To run large neural networks in Reservoir Computing, in particular with recently developed fractionally predictive spiking neurons, we are looking for algorithmic implementations that can run (and learn) on fast multi-core GPU's. Unlike many standard applications, the simulation of spiking neurons is inherently parallel and mostly localized. State-of-the-art work on bringing simulation of spiking neurons to the GPU are showing great promise, and about a 25x speedup. What is still lacking is the implementation of more diverse spiking neuron models, as well as the development of fast parallel implementations of learning rules. Here, the aim would be to develop these more diverse models and learning rules within a Reservoir Computing neural network, using the CUDA-supporting Tesla GPU boards at the national supercomputer facility SARA and the Little Green Machine at Leiden University.

Abstract KIM 2

The arrival of graphics processing (GPU) cards suitable for massively parallel computing promises affordable large-scale neural network simulation previously only available at supercomputing facilities. While the raw numbers suggest that GPUs may outperform CPUs by at least an order of magnitude, the challenge is to develop fine-grained parallel algorithms to fully exploit the particular GPUs.

Computation in a neural network is inherently parallel and thus a natural match for GPU architectures: given inputs, the internal state for each neuron can be updated in parallel. Here, we show that for filter-based spiking neurons, like the Spike Response Model, the additive nature of membrane potential dynamics allows additional update parallelism. Additionally, such a formulation means that given input spikes, the numerical error in the membrane potential does not accumulate over time like in models based on differential equations. This makes the simulation of filter-based spiking neurons more suitable for single precision computation, the much-faster native precision of GPUs.

With GPU-specific optimizations, we can simulate in better-than-realtime plausible spiking neural networks comprised of up to 50,000 neurons, processing 40 million spiking events per second. We also show how the performance scales with different network parameters and properties, showing performance up to the order of 600 million spiking events per second for settings with higher connectivity and activity.

Abstract KIM 1

Spiking Neural Network (SNN) is a new class of artificial neural network modeled closely after real biological neurons. Spiking Neurons differ from traditional neuron models significantly as they send impulses called spikes at specific times in all-or-none fashion. The concept of time is therefore introduced into the computation. It has been shown that such an approach better captures the nature of the computation happening in a real brain.

Due to the complexity of the operation and neuron models, and often also complex connectivity pattern, simulation of such a network is computationally intensive, effectively bounding network sizes which can be simulated. As the simulation is also inherently parallel and localized, it can benefit from massively parallel architectures, like modern Graphic Processing Units (GPUs).

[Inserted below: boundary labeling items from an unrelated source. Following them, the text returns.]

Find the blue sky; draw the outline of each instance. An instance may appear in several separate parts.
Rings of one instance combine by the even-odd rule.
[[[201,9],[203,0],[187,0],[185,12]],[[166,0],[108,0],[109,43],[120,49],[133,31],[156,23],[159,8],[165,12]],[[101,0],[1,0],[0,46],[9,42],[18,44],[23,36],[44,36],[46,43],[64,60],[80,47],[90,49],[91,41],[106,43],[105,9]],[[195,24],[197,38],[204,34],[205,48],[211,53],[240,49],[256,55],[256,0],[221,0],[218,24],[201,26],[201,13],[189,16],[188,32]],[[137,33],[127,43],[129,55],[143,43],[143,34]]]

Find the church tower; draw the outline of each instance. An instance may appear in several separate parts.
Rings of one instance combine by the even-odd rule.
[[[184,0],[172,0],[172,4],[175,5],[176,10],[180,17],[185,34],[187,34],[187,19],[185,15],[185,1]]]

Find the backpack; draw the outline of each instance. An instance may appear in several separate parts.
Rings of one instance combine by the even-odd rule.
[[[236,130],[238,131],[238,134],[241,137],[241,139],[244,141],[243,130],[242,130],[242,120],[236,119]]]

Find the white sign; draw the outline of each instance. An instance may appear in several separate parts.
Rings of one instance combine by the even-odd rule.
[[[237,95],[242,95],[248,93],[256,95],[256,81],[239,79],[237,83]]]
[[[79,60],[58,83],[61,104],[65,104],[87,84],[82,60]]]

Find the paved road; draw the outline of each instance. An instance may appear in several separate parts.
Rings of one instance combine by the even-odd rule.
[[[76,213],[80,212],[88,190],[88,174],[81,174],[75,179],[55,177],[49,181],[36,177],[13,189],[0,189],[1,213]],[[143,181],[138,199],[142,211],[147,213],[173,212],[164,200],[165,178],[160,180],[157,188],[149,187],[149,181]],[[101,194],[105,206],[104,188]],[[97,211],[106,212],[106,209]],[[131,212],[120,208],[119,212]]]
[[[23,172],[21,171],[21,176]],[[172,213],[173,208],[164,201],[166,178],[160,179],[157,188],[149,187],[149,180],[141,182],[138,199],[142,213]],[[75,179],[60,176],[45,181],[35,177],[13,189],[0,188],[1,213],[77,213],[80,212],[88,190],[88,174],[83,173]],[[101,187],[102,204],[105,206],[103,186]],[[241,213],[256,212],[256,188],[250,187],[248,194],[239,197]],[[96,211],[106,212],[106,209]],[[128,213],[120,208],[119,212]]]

One of the applications of large SNNs are Liquid State Machines - a type of Reservoir Computing. In this machine learning model, a large recurrent neural network called liquid or reservoir is used as a dynamical system to effectively map the input into a higher dimensional space. The reservoir itself is not trained, there is a separate trained readout mechanism which maps the reservoir state into the output.

This project aims to develop algorithms for efficient parallel SNN simulation and learning on modern GPUs. Large networks based on the state-of-the-art GLM computational neuron model will also be validated in a Reservoir Computing setting.